Kleiner Reisebericht aus Peking und Tianjin (mT)
Kürzlich war ich in Peking und Tianjin unterwegs. Was mir auffällt: der Verkehr hat seit letztem Mal noch stärker zugenommen. Z.T. benötigt man um 9 Uhr morgens fast 1 Stunde für nur 4 km.
Die Bautätigkeit ist nicht mehr ganz so stark. Ich habe jedoch mit eigenen Augen gesehen, daß ganze Gruppen von Hochhäusern leerstehen. Überall sind Flyer und Plakate, die für Apartments werben.
Mein Kollege in Beijing hat mir gesagt, daß sein Apartment, das er 2006 für ca 75000 EUR gekauft hat, jetzt 750 000 EUR wert ist. Eine Verzehnfachung im Preis. Das ganze ist noch nicht mal was besonderes, 150 m², Lage in der Nähe des dritten Rings, nicht super fancy. Supertolle Apartments in der Nähe gehen für 13000 EUR den m². Eine zweite Wohnung, die er 2006 für seine Eltern gekauft hatte, hat dasselbe gekostet, aber nur 75 m² (Lage ähnlich).

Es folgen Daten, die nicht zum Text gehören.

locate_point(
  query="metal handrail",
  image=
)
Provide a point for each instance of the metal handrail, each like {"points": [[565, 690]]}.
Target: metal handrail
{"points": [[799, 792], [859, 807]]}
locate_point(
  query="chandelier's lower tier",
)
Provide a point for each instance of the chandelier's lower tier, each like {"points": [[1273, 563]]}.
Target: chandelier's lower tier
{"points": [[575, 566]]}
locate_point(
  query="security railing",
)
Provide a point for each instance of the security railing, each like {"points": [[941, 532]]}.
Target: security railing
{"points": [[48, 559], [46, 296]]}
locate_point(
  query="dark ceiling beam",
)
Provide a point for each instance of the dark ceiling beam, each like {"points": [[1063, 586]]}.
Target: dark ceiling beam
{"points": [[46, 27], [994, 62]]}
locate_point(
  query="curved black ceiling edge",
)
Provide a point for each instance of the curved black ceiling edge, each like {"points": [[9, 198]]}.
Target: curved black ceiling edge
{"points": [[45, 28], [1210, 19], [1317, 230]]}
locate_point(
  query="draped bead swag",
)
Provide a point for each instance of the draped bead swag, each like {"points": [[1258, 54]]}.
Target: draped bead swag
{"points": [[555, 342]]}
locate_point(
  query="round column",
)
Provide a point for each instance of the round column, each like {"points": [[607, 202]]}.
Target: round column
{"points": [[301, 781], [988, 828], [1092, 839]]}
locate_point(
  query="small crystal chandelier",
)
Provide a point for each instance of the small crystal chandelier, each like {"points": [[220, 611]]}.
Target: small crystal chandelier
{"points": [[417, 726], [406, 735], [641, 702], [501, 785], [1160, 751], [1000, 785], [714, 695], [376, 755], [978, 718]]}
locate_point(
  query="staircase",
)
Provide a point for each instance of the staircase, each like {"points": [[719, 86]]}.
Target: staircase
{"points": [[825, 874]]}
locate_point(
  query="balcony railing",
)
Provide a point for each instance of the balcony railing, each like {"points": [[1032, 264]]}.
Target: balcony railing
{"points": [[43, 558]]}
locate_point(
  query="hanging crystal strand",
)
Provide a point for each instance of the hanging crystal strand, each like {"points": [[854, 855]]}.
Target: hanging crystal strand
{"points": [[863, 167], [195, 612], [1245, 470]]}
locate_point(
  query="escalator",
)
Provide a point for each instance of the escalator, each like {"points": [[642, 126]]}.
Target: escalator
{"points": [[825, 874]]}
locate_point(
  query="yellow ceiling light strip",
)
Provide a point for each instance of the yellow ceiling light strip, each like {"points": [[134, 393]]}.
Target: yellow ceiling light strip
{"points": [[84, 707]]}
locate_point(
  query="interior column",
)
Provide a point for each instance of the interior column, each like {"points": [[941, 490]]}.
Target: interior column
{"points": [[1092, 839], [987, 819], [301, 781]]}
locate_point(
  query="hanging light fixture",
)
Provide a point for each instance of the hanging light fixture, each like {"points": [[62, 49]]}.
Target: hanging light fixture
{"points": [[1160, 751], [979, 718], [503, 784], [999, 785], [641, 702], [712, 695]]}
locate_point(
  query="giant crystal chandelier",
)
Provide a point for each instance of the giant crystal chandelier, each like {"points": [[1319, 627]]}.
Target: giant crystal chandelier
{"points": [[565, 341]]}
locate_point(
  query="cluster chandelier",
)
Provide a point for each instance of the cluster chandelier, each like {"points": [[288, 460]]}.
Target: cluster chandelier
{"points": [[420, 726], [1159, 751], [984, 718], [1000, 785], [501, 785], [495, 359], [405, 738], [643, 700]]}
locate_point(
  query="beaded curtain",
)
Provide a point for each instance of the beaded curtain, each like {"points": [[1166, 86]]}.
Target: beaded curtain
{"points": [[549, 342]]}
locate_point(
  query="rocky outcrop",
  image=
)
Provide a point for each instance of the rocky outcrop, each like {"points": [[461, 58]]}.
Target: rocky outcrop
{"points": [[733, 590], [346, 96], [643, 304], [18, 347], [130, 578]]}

Er hat sich gerade einen neuen Audi A4L 3.5 TFSI gekauft und dafür sein Jahresgehalt und das seiner Frau ausgegeben. Ca 300 000 RMB, das sind etwa 40000 EUR, kommt mir günstig vor.
Was mir deutlich aufgefallen ist: die Qualität der Bauten ist doch sehr niedrig. Was mich bei meinen Besuchen seit 2007 so beeindruckt hat, die vielen nagelneuen Bauten, das hat mich doch jetzt etwas ernüchtert zurück gelassen. Die olympischen Sportstätten sehen zT richtig zerfleddert aus, gerade beim Schwimmstadion merkt man das. Das Olympiastadion zeigt zT schon Rost. Das ganze ist ja erst aus 2008, kann aber sein, daß Regen plus SO2 aus der Luft aggressive Schwefelsäure ergeben und das alles sehr angreifen.
Aber auch andere Gebäude, Sportstätten von Olympia die zT auf öffentlichen Geländen stehen und eifrig genutzt werden als Sporthallen, weisen zT fürchterliche Fassaden und Defekte auf. Risse, abgeblätterter Putz und ganz schlimm: verrostete Oberfläche, wo wohl einfach nur weiße Farbe auf das nicht grundierte Metall aufgebracht wurde.
Es scheint wohl kein Geld für Wartung dazusein, und auch beim Saubermachen wird wohl einfach nur der Dreck von den Treppen gekehrt oder gespült und läuft dann die Wände runter.
Ich hatte Glück mit dem Wetter, es waren 2 Tage lang absolute Fernsicht und klarer Himmel, ohne drückende Schwüle. Man konnte schon von 100 km Entfernung die Berge erkennen.
Die Fahrt mit dem CRH3 (=ICE3) von Beijing Südbahnhof nach Tianjin war hoch interessant. Beide Bahnhöfe sind ziemlich nagelneu, und es fährt alle 15-20 min ein Zug in die jeweils andere Stadt.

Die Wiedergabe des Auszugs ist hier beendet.